SANTA CLARA, Calif. – Al Joseph DeGuzman, who assembled an arsenal of guns and homemade bombs while plotting a killing spree of fellow students at De Anza College, was convicted on 108 counts Friday of possessing and planning to use those weapons.
DeGuzman, 20, whose diary notes indicate he intended to copy the massacre at Columbine High School in Littleton, Colo., carried out by Eric Harris and Dylan Klebold, could face up to 100 years in prison.
San Jose Superior Court Judge Robert Ahern announced his verdict Friday morning. The trial was held without a jury, because DeGuzman's attorneys worried the Sept. 11 terrorist attacks would influence jurors.
Prosecutors said during the trial that DeGuzman was hours away from attacking students at the Cupertino college in January 2001 when a photo lab clerk alerted police after developing snapshots of DeGuzman's arsenal of homemade weapons.
"I think it was the correct decision by the court, but it's not a great surprise," prosecutor Thomas Farris said. "We'll never know what was averted, but we know the potential was very high he was going to hurt someone."
DeGuzman was convicted of 54 counts of possessing a destructive device and 54 counts of possessing a destructive device with intent to harm. Eight other counts were dismissed.
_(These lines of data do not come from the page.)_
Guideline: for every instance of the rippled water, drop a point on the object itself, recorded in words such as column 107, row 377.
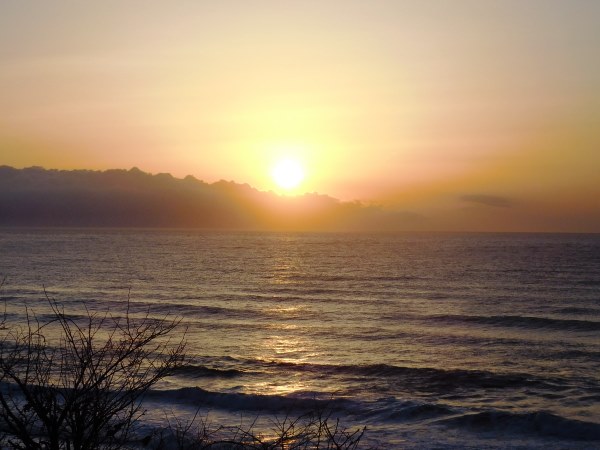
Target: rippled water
column 430, row 340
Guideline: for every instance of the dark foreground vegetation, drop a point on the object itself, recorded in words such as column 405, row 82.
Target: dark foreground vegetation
column 77, row 383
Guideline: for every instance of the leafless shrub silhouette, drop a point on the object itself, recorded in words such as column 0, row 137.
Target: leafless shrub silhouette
column 312, row 431
column 77, row 383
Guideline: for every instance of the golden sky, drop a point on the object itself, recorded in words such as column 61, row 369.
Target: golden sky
column 482, row 114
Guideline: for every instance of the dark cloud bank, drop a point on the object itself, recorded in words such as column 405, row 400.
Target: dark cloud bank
column 132, row 198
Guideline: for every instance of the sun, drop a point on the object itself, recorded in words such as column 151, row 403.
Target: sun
column 288, row 173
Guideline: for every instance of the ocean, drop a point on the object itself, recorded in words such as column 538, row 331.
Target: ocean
column 429, row 340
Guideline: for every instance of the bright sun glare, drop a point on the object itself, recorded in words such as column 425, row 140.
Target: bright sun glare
column 288, row 173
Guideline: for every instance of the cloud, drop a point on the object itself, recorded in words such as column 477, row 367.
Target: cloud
column 487, row 200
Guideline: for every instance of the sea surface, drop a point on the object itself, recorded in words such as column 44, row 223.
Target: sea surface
column 428, row 340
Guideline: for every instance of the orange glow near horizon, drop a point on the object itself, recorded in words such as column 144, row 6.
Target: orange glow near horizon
column 399, row 104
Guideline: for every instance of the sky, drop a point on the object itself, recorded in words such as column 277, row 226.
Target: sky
column 481, row 115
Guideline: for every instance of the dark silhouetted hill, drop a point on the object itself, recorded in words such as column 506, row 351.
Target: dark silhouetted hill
column 131, row 198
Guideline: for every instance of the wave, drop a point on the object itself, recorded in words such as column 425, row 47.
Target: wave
column 253, row 402
column 532, row 423
column 530, row 322
column 432, row 378
column 197, row 371
column 391, row 410
column 422, row 379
Ahern dissmissed six counts of possessing a destructive device because the counts involved Molotov cocktails that did not have wicks, meaning they did not qualify as destructive devices. One count of possessing a sawed-off shotgun and one count of possessing a sawed-off rifle were dismissed because of clerical errors.
Sentencing was set for June 25.
DeGuzman showed little emotion, looking back briefly at family members and friends as the verdicts were read. Defense attorney Craig Wormley said DeGuzman was disappointed, and immediately asked how long he'd have to spend in prison.
"Our intention all along was (to show) that he never intended to kill anyone. We still believe that," Wormley said. "He's extremely remorseful that he's putting his family through this."